I ask Sarah, “Why are you so excited to light the candles?

“Because it’s fun.”

“Do you know why we light the candles?”

She answers, “I know part of the story. The oil lasted eight nights. I think we have a book.”

“Would you like to read the book?”

“Yes, after I finish my homework.”

Maybe I am creating a tradition that goes beyond the presents.  It’s time to light the candles.

It’s the Loneliest Time of the Year

Bah humbug!

Okay, maybe I’m not that bad. I like Christmas. I like the holiday season. But, every year at this time I feel lonely deep inside.

Maybe it is the number of required festivities that bring me down. There’s nothing like an Office Holiday Party to make me feel like I am a stranger in the midst of people who have only one thing in common, the place they work.

Maybe it is the number of parties I don’t get invited to. Last year, we didn’t get invited many places because people felt bad about our leaving, this year, we won’t get invited many places because we are so new we only know a few people.

Maybe it is leftover from my childhood, when Christmas was something I saw only from the distance. Friends celebrated and I did not, being raised in a Jewish household. Of course, I always had the obligatory explanation of Hanukkah in school, which only served to make me seem even stranger to my peers.

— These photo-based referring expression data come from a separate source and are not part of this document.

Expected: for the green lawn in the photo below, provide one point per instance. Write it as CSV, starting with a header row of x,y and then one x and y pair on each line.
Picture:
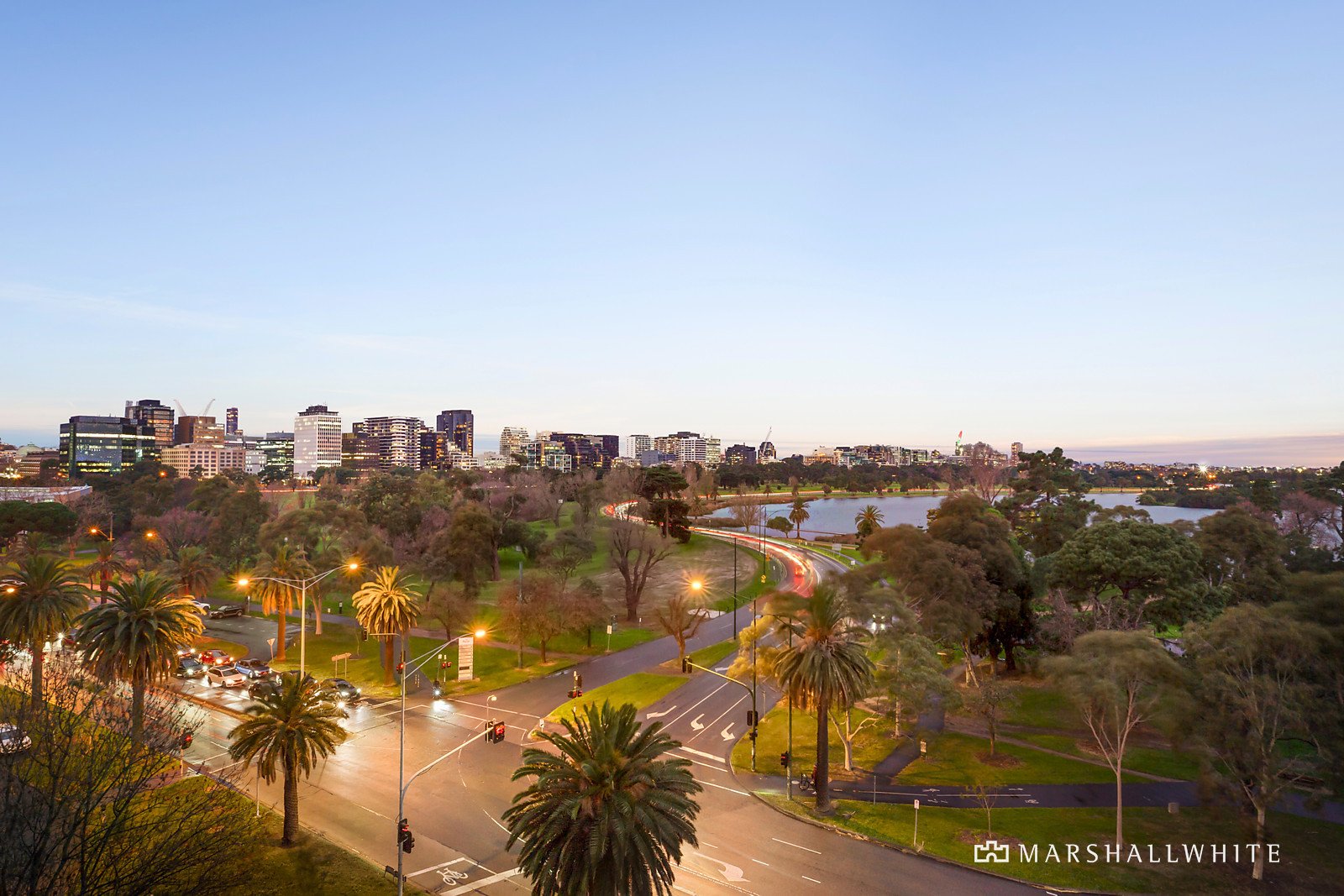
x,y
495,667
873,745
638,689
1310,848
956,759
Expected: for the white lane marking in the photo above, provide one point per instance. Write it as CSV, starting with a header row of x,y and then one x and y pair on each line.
x,y
484,882
796,846
450,862
732,790
707,755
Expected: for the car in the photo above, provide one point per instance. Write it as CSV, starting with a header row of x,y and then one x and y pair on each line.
x,y
190,668
253,668
225,678
13,738
262,688
344,691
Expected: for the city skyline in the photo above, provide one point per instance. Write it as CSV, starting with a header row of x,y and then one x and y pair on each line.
x,y
1062,228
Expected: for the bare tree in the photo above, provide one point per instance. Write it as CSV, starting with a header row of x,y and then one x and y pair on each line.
x,y
635,550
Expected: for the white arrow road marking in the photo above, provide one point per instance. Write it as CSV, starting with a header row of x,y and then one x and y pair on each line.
x,y
730,872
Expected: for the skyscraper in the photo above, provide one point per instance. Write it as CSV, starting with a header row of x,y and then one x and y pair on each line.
x,y
461,426
316,439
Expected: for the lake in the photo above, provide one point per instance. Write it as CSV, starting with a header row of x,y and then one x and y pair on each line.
x,y
837,515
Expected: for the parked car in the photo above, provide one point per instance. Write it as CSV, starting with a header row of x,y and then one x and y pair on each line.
x,y
253,668
344,691
190,668
262,688
13,738
225,678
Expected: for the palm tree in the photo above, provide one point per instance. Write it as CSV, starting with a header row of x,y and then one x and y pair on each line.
x,y
277,597
105,566
194,570
291,728
824,665
387,605
608,815
136,636
867,521
799,515
46,600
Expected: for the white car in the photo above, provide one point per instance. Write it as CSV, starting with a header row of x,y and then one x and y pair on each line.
x,y
225,678
13,739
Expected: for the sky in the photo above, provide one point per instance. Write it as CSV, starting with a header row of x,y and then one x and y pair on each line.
x,y
1109,228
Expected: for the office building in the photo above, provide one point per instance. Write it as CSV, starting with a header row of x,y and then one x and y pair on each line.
x,y
360,453
316,439
739,456
638,445
104,443
277,450
155,414
461,426
398,439
203,459
198,430
512,439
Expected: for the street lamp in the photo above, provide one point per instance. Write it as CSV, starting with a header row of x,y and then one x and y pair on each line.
x,y
302,604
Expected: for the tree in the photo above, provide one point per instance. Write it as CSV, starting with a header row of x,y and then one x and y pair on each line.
x,y
1126,570
635,551
288,731
134,637
386,606
824,665
990,701
279,597
1258,691
680,620
192,570
1117,680
606,813
107,564
46,600
799,515
867,521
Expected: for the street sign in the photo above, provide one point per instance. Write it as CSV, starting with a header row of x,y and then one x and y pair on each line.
x,y
465,654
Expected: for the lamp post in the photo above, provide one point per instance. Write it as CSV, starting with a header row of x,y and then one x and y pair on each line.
x,y
302,604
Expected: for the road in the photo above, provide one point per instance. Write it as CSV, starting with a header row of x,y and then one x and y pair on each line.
x,y
454,809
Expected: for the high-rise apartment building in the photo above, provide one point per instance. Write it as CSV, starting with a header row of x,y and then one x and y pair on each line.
x,y
316,439
461,426
155,414
398,439
104,443
512,439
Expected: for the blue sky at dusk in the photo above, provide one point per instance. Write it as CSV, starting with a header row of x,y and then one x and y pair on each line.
x,y
1115,228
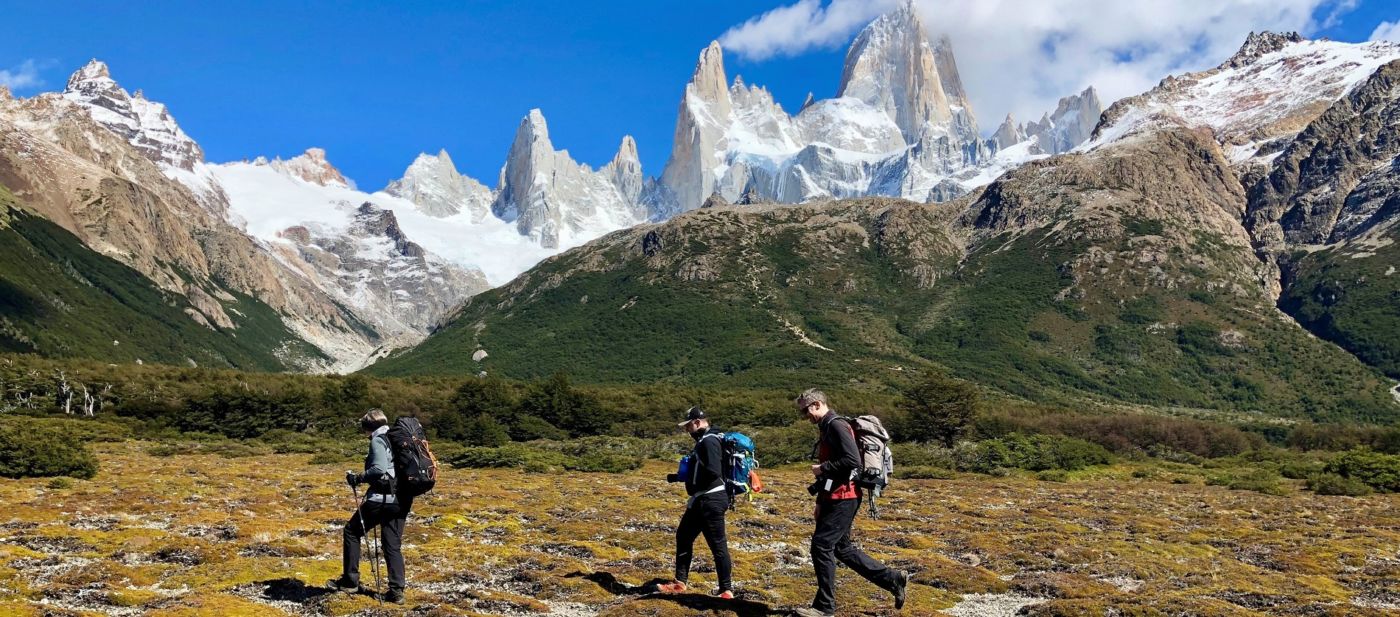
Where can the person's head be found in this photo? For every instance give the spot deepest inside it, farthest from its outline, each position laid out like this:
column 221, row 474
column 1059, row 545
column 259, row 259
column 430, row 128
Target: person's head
column 811, row 403
column 371, row 421
column 695, row 421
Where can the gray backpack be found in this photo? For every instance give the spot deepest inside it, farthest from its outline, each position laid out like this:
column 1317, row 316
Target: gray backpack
column 877, row 462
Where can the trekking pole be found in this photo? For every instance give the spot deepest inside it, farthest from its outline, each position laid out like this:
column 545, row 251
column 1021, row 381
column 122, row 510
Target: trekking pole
column 359, row 514
column 374, row 557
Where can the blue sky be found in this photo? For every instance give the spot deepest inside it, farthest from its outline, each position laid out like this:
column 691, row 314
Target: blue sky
column 375, row 83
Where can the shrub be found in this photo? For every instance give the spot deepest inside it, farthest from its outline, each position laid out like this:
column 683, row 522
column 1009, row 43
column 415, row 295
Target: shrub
column 604, row 462
column 937, row 409
column 483, row 431
column 1257, row 480
column 1299, row 469
column 531, row 428
column 511, row 455
column 1378, row 470
column 1032, row 452
column 34, row 449
column 781, row 445
column 1333, row 484
column 244, row 413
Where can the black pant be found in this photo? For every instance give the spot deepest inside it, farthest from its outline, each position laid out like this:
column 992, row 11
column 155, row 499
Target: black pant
column 832, row 542
column 389, row 519
column 706, row 515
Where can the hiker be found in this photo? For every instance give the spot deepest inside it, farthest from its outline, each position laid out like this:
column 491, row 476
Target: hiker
column 703, row 473
column 837, row 501
column 380, row 508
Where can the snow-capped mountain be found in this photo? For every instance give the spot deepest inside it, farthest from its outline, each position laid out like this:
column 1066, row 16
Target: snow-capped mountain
column 900, row 125
column 433, row 183
column 340, row 253
column 311, row 167
column 146, row 125
column 1256, row 101
column 559, row 202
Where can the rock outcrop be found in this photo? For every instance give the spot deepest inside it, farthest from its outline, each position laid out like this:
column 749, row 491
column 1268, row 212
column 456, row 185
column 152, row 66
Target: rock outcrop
column 440, row 190
column 553, row 199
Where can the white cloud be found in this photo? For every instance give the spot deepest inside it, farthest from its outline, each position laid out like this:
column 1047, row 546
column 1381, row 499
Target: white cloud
column 800, row 27
column 1022, row 55
column 21, row 77
column 1386, row 31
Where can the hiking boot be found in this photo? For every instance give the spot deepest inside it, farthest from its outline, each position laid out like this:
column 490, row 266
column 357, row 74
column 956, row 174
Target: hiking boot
column 675, row 586
column 342, row 584
column 900, row 589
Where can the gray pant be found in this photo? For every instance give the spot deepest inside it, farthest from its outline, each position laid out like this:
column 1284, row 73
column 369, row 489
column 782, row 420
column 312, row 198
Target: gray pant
column 389, row 518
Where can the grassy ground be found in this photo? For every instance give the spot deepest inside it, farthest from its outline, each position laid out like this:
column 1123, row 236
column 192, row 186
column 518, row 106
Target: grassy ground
column 258, row 536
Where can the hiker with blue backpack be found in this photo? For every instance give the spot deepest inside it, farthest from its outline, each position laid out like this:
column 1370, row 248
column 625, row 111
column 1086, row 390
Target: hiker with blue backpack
column 837, row 488
column 703, row 473
column 398, row 469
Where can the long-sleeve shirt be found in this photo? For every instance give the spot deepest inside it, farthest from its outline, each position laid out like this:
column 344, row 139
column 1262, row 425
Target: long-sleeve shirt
column 378, row 463
column 840, row 456
column 706, row 463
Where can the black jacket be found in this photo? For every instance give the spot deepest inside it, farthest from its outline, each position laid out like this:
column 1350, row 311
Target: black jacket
column 842, row 454
column 706, row 465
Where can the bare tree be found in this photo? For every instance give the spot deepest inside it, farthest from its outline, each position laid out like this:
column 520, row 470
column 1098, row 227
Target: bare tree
column 65, row 396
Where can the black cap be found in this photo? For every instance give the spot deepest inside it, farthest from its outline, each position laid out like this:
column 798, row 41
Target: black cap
column 692, row 414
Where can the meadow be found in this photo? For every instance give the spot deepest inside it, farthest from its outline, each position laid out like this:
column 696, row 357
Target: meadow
column 168, row 533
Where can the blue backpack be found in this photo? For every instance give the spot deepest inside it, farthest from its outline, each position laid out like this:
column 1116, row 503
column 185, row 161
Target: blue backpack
column 741, row 465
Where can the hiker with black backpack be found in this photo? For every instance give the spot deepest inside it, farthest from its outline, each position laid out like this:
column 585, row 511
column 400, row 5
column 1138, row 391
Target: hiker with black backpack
column 398, row 469
column 710, row 498
column 837, row 494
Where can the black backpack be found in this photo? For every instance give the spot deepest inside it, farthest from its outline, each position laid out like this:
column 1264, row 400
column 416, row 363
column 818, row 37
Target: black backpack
column 415, row 467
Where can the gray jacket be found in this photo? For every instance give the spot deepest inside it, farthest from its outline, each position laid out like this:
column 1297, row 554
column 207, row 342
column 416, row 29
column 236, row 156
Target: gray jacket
column 378, row 465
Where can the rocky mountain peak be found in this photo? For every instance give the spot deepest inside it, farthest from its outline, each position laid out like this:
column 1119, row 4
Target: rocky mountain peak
column 1259, row 44
column 1071, row 122
column 94, row 70
column 553, row 199
column 1008, row 133
column 434, row 185
column 892, row 66
column 312, row 167
column 627, row 151
column 709, row 81
column 143, row 123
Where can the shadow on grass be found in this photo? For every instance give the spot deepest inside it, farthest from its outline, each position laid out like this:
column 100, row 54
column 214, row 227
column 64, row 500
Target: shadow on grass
column 290, row 589
column 702, row 602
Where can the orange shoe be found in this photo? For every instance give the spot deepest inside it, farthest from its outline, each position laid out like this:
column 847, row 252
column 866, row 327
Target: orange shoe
column 675, row 586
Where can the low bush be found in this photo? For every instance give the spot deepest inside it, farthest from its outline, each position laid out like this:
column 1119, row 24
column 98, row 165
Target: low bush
column 924, row 473
column 1031, row 452
column 1378, row 470
column 1257, row 480
column 41, row 449
column 1333, row 484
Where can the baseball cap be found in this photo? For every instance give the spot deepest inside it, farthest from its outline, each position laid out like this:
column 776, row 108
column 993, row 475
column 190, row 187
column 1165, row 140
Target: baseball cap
column 692, row 414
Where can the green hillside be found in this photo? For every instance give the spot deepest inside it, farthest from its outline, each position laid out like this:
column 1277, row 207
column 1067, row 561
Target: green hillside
column 1351, row 295
column 867, row 281
column 62, row 300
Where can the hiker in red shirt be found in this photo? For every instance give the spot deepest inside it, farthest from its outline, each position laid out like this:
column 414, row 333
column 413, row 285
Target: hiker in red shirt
column 837, row 501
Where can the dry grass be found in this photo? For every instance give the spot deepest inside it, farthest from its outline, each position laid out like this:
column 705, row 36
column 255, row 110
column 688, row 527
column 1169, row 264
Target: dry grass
column 258, row 536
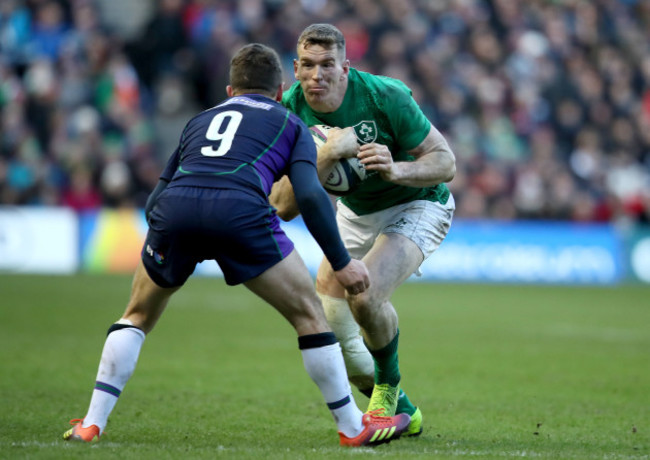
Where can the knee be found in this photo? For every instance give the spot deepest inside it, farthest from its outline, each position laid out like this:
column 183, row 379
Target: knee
column 363, row 307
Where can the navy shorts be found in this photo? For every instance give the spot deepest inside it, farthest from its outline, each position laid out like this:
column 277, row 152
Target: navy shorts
column 190, row 224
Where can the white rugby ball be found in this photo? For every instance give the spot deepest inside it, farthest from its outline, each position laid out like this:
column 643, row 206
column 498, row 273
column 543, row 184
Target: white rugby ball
column 348, row 172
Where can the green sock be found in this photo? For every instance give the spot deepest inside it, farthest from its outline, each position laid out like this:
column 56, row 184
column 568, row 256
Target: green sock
column 386, row 363
column 404, row 405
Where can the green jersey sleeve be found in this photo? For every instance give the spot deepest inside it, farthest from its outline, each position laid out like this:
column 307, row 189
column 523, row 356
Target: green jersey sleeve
column 408, row 123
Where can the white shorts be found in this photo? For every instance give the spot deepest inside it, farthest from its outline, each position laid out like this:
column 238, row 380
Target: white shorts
column 426, row 223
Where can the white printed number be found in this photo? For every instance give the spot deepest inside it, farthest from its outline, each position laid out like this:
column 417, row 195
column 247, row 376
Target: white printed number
column 231, row 118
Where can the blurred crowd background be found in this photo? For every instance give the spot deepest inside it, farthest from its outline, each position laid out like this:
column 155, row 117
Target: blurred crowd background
column 546, row 104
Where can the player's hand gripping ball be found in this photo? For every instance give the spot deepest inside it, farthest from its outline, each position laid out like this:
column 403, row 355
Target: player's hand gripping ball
column 348, row 173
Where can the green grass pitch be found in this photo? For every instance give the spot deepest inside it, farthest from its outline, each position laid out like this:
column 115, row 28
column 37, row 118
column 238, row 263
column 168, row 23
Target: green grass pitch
column 499, row 372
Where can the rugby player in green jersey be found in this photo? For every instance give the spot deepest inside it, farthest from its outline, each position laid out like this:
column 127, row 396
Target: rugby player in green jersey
column 397, row 217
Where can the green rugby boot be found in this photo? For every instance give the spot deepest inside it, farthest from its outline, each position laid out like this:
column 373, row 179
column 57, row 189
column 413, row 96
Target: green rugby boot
column 415, row 427
column 384, row 397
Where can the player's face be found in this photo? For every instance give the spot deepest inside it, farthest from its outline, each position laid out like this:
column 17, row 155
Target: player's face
column 323, row 76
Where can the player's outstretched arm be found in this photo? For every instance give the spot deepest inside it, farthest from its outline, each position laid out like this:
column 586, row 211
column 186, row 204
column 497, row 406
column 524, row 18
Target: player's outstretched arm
column 434, row 162
column 283, row 199
column 341, row 143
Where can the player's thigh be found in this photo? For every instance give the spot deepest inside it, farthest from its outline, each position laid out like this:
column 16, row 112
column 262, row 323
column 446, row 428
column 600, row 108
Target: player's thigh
column 288, row 287
column 390, row 261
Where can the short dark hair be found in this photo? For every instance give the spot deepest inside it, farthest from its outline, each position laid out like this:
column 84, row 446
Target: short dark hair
column 255, row 68
column 325, row 35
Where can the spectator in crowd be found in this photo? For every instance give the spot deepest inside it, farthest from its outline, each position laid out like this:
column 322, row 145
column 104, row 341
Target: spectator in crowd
column 546, row 104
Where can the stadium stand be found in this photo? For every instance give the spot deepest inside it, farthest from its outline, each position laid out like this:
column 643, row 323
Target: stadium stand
column 545, row 103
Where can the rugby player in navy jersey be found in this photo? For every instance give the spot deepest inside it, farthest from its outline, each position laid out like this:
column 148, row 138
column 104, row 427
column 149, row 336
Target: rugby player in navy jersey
column 212, row 204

Maybe it is the constant explanation of Hanukkah which is not really the most important holiday in the Jewish calendar, but has taken on the aura of Christmas. I love lighting the menorah, but at the same time it is a symbol of my difference. This year in particular our menorah will be one of a very few.

Maybe it is the hope of magic and mysteries that fill the airwaves, or the movies that always end with new love or Christmas miracles. Hope is high at this time of year, but after it is over we go back to the status quo, and that feels discouraging.

Maybe it is the fact that, since I work in education, I’m always facing my failures at this time. The students who should have done better. The grading that shows nothing has changed. True, I often have successes as well, but as any instructor knows, the pain of grading has the tendency to cut into the joy of the season. At least usually that grading can be supported by the decadence of chocolate, cookies, and egg nog lattes.

Or maybe it is that I look back at the year and see all the things I promised myself last year and did not achieve. Where did my weight loss go? Down and up on the scale as usual. Where is the sense of achievement? My portfolio keeps growing, my cv gets longer, but I’m still looking for something.

 

Maybe it is watching my daughter soak in the joy of the season and knowing that she will be a little disappointed when she doesn’t get exactly what she wants, or misses out on some festive fun. I love the smiles of children at this time; but the “I want” attitude really bothers me.

Whatever it is, at this time of year I find myself withdrawing just a little bit. I love the songs. I love the lights. I love the feeling of hope. But somehow, each year, it just feels a little bit lonelier.

Does anyone else feel that way, or am I alone?